Coffee Space


Listen:

Elk Multitask

Preview Image

Preview Image

Background

For a while now I have been thinking about the problem of running multiple basic applications on very low-end hardware, in a safe and efficient manner. This idea probably first came to me when I was looking at the PineTime a while back. Lup Yuen and I were discussing the possible of running multiple apps on the smart watch at the same time using something like WASM, although the porting process is non-trivial 1.

Possibly from this line of enquiry, I have been looking to build a Linux PDA for a while now. I want a simple open source personal device with limited capability. I did begin to explore the possibility of using the Pine Cube, unfortunately the Pine Cube did not work out as a platform due to the lack of touchscreen support - but also the form factor was entirely wrong anyway. I spoke about multiple options at the end of that article, but all of them are quite hardware intensive.

I recently got pointed at the m5paper device, a $100 e-ink portable device with battery, touch display and WiFi. One caveat though: It has an ESP32. This would not be a Linux device on such low-end hardware.

Thinking back to this idea of running some form of byte code, I again thought that it could be possible to run some form of high-level language that interacts with systems both on the Linux desktop and on this low-end device.

The obvious choice for me was Java - it was literally designed with portability in mind.

First I checked out NanoVM, it's very much a contender requiring less than 8kB of flash memory, at least 512 bytes of code storage for Java byte code and at least 768 bytes of RAM to run. It's a little on the high side, but manageable. There are of course some downsides as to why I did not use it... There is no native port to the ESP32, meaning I would need to entirely port it myself. It's not at all clear the generated code is actually so portable anyway and it relies heavily on custom C functions and a decent chunk of the Java core library needing to be rewritten for the platform.

Next I considered uJ, a JVM for microcontrollers. This implementation appears to take up about 80kB of code space and also requires several kilobytes of RAM. There is currently no ESP32 implementation (people asked for help in the comments but got no reply) and it looks like it would be a pain to actually implement.

I also considered microej, but this appears to not be open source and therefore against my goal, despite appearing to have a pretty decent JVM implementation for the ESP32 (or at least some form of development board based on it).

Enter Hacker News.

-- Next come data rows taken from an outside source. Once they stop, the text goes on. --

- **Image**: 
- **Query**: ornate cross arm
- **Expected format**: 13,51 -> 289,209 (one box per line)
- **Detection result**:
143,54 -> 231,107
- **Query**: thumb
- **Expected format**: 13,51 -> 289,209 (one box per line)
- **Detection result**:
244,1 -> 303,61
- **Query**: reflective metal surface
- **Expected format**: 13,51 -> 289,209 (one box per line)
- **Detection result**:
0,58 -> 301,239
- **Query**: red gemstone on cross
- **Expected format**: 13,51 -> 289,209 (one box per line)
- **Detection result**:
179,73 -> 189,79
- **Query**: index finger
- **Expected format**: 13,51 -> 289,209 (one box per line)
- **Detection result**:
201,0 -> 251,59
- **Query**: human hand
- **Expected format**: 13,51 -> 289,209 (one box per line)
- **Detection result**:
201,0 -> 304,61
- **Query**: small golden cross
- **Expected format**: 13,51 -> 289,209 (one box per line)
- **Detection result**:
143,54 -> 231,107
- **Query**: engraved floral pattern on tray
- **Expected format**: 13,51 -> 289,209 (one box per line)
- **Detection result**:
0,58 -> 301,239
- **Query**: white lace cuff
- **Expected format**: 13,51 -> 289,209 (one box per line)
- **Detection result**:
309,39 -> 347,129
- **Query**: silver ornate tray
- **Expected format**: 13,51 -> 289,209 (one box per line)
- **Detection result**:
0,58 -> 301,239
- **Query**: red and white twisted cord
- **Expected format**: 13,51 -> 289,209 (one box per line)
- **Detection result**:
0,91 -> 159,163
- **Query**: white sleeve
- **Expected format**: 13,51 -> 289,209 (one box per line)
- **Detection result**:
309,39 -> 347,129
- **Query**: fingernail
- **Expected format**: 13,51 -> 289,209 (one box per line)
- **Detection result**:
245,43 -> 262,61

I saw a post named: 'Elk: A low footprint JavaScript engine for embedded systems' - interesting! I wasn't expecting so much, but I checked out the GitHub repository anyway. Apparently the compiled code takes about 20kB of flash, and as few as 100 bytes for the VM! Okay, this is getting very interesting.

Elk

Elk is surprisingly cool and simple. The abstract hooked me:

Elk is a tiny embeddable JavaScript engine that implements a small but usable subset of ES6. It is designed for microcontroller development. Instead of writing firmware code in C/C++, Elk allows to develop in JavaScript. Another use case is providing customers with a secure, protected scripting environment for product customisation.

The feature set was also super interesting:

Elk features include:

  • Cross platform. Works anywhere from 8-bit microcontrollers to 64-bit servers
  • Zero dependencies. Builds cleanly by ISO C or ISO C++ compilers
  • Easy to embed: just copy elk.c and elk.h to your source tree
  • Very small and simple embedding API
  • Can call native C/C++ functions from JavaScript and vice versa
  • Does not use malloc. Operates with a given memory buffer only
  • Small footprint: about 20KB on flash/disk, about 100 bytes RAM for core VM
  • No bytecode. Interprets JS code directly

It's incredibly simple and seems to be able to run on basically anything - it looks as if it should run happily on either desktop or microcontroller happily, blissfully unaware of which it is operating on!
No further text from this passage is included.